Грешники
Шрифт:
Я — главная злодейка и причина несчастий ее жизни.
— Хорошо, — соглашаюсь я. — В восемь, в нашем кафе. Только не опаздывай.
Ленка быстро соглашается. Видимо, уже предчувствует легкую победу над доверчивой дурой мной.
Я долго верчу телефон в руках, потом по памяти набираю цифры номера.
Хотела бы забыть — а не могу. Толку, что удалила, если он отпечатался у меня в подсознании. Я свой-то телефон не помню, а этот могу повторить без заминки, даже если меня разбудить посреди ночи.
— Я боялся, что ты уже
Сердце предательски обрывается.
«Спокойно Маша, помни о самоконтроле, помни о предателях».
— Хочу встретиться с тобой в восемь в том кафе, помнишь? Где ты меня нашел.
— Я приеду туда хоть сейчас и буду ждать, — быстро отвечает он, и скрип кожаной куртки на заднем фоне бередит мои еле-еле покрытые коркой толком не зажившие дыры от пули в сердце. — Маш, ты сейчас реальная?
— Ага, — сдавленным горлом отвечаю я и быстро, не прощаясь, заканчиваю разговор.
Руки на колени, до боли царапаю кожу через брюки, но это все равно не помогает — задыхаюсь от горечи.
Почему с Ленкой все так просто, но так невыносимо сложно с ним?!

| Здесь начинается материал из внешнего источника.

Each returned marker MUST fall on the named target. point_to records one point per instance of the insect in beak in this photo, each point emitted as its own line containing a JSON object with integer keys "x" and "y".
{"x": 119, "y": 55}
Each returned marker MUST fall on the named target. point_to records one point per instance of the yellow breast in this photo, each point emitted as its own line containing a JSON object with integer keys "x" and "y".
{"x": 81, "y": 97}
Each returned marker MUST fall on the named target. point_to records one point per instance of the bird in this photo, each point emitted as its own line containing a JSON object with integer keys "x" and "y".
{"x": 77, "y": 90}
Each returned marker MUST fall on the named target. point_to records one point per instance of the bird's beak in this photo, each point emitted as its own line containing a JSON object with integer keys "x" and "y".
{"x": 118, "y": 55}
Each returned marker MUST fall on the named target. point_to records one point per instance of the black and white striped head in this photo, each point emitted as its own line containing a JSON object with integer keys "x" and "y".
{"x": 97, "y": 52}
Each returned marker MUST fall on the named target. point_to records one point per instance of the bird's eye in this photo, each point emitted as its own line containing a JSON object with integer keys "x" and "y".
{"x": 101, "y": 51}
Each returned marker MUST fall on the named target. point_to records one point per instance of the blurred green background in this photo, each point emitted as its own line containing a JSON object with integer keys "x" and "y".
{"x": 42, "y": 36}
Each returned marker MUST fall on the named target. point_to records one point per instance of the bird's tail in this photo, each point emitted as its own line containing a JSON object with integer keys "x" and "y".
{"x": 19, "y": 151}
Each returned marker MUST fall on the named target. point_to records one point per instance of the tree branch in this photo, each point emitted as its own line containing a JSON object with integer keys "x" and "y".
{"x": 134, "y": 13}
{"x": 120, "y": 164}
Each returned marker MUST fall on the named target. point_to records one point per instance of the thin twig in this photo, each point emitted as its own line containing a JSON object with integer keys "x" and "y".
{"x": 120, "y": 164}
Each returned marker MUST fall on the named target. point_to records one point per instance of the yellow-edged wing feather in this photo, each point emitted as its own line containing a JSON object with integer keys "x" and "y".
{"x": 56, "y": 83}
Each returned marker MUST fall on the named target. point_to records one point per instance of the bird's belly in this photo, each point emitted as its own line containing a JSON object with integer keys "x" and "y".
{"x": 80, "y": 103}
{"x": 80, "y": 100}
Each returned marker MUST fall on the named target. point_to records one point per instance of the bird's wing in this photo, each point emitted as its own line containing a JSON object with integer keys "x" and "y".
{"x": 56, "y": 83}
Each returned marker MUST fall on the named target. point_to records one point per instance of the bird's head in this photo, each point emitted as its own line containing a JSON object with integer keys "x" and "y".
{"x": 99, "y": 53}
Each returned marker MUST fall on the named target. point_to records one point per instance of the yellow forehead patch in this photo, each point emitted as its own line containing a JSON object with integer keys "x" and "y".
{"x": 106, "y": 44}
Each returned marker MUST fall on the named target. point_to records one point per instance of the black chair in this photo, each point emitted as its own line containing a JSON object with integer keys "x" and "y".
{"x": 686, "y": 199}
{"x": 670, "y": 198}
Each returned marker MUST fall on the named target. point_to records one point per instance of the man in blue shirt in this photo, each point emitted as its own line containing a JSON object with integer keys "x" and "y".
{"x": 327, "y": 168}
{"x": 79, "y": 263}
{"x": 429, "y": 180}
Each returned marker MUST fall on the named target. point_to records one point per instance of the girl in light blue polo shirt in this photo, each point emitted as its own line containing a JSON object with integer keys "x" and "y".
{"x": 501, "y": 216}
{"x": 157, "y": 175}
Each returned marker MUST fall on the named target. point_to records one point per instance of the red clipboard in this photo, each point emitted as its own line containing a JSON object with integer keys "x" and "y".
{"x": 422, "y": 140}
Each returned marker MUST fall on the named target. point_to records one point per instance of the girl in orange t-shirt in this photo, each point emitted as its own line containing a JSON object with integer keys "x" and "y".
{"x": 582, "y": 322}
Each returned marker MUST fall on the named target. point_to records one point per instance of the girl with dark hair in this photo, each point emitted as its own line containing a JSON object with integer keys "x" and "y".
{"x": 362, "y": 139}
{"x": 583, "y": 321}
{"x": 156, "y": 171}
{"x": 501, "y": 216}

Почему он просто не может вести себя так же, как она? Почему не кричит, не вопит? Почему, хоть его жизнь уже рухнула ниже дна, голос моего Призрака звучит так… словно значение имеет только этот звонок от меня?
Глава 46
Снова, как в то утро, когда я узнала о предательстве Призрака, я сначала рыдаю в дамском туалете, зажимая рот кулаком, а потом, когда слез не остаётся совсем, долго умываюсь и тру лицо, чтобы разбавить красноту под глазами.
Потом без заминки отрабатываю полный день — моя начальница довольна, у меня снова ни единой помарки, все идеально.
Хвалит, что я молодец и что она начинает переживать за свое место.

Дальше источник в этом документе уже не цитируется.